IDC Predicts Total Public and Private Cloud Services Spending in Central and Eastern Europe to Reach $2.5 Billion in 2020

(PresseBox) ( Frankfurt am Main, )
Cloud services represented one of the most dynamic areas of the IT market in Central and Eastern Europe (CEE) in 2015, according to the Central and Eastern Europe Cloud Services Market 2016–2020 Forecast and 2015 Vendor Shares report published by International Data Corporation (IDC). The number of cloud services offerings available on the market is growing rapidly, expanding year on year several times faster than most of the traditional IT categories. An increasingly positive perception of cloud in the CEE region goes hand in hand with more developed and healthy economies that are open to innovation, such as the Czech Republic, Poland, and Slovenia.

In 2015, public and private cloud services spending in CEE reached $870 million, representing year-on-year growth of 23.7%. Preliminary research indicates that, in 2016, expenditures on public and private cloud services in CEE increased by 24.9% year on year. Expenditure on public cloud services grew a healthy 25.4% to $770 million in 2015, and, in H1 2016, the CEE public cloud market posted 23.1% growth compared with H1 2015.

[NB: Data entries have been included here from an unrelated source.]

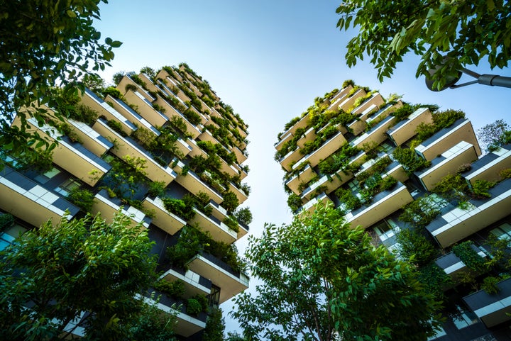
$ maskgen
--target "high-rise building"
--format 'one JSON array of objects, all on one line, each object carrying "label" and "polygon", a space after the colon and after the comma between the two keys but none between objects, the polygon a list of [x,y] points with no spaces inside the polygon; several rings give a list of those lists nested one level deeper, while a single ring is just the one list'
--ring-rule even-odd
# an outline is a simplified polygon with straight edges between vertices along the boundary
[{"label": "high-rise building", "polygon": [[285,125],[275,158],[288,205],[331,203],[375,244],[416,253],[445,307],[430,340],[511,340],[509,135],[482,156],[463,113],[391,97],[346,81]]},{"label": "high-rise building", "polygon": [[[63,133],[28,118],[58,145],[45,163],[4,155],[0,213],[15,223],[4,227],[0,246],[66,211],[71,218],[101,213],[108,221],[121,210],[155,242],[158,306],[181,307],[175,332],[187,338],[204,329],[208,307],[248,287],[233,244],[251,220],[240,207],[250,191],[242,182],[248,126],[186,64],[151,71],[70,99]],[[84,194],[93,199],[79,199]]]}]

Through 2020, IDC projects spending on cloud services in CEE to expand at a compound annual growth rate (CAGR) of 23.7%. That means total public and private cloud services expenditures will reach $2.5 billion in 2020.

Cloud solutions are gaining a strong position across industries. In the professional services field, for example, they are helping user organizations to concentrate almost exclusively on their area of expertise by offloading their IT requirements. In the finance and utility sectors, could is enabling businesses to transform, by reducing their in-house IT demands and develop more agile and effective business models. In general, cloud is a tool for speeding up innovations and achieving savings on areas of IT that do not contribute to competitive advantage.

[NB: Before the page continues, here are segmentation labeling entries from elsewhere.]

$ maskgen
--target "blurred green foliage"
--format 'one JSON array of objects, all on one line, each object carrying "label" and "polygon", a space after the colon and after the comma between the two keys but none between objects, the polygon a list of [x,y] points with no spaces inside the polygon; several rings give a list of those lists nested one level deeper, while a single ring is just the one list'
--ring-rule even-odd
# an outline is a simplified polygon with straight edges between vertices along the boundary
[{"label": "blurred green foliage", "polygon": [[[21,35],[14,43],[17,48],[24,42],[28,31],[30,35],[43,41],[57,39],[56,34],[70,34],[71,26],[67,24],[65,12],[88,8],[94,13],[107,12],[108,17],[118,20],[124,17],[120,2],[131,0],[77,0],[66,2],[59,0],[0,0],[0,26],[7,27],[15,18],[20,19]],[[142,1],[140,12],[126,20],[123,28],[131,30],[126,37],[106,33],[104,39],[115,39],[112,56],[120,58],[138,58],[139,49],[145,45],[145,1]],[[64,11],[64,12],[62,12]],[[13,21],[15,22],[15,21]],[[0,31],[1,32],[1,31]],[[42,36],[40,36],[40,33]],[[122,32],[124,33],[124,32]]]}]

Cloud is replacing traditional outsourcing categories, and the trend of moving infrastructure and workloads from internal server systems to commercial datacenters, and from internal management to a third-party provider, will only gain strength in the next five years. Consequently, on-premises software is being cannibalized by cloud-delivered SaaS and PaaS, and hardware by cloud-delivered IaaS. “In the years to come, the volume of deployed pure cloud offerings as a standalone service will decrease, while demand for cloud services as support for business transformations will grow,” notes Petr Zajonc, program manager at IDC. “More and more 3rd Platform components involving mobility, social media, Internet of Things, and analytics technologies will be delivered as part of complex solutions.”

From the vendor perspective, cloud services remain the most competitive and diverse IT sectors in CEE. In the coming years, global and local providers, new players and traditional IT companies, IT vendors, telecommunications operators, and non-IT businesses will all vie for market shares. Local cloud services providers will struggle to compete with international players in most areas, except for delivering infrastructure as a service (IaaS). IDC has noted that a significant number of CEE end-user companies prefer their IaaS provider to have a nearby physical location with support in the local language.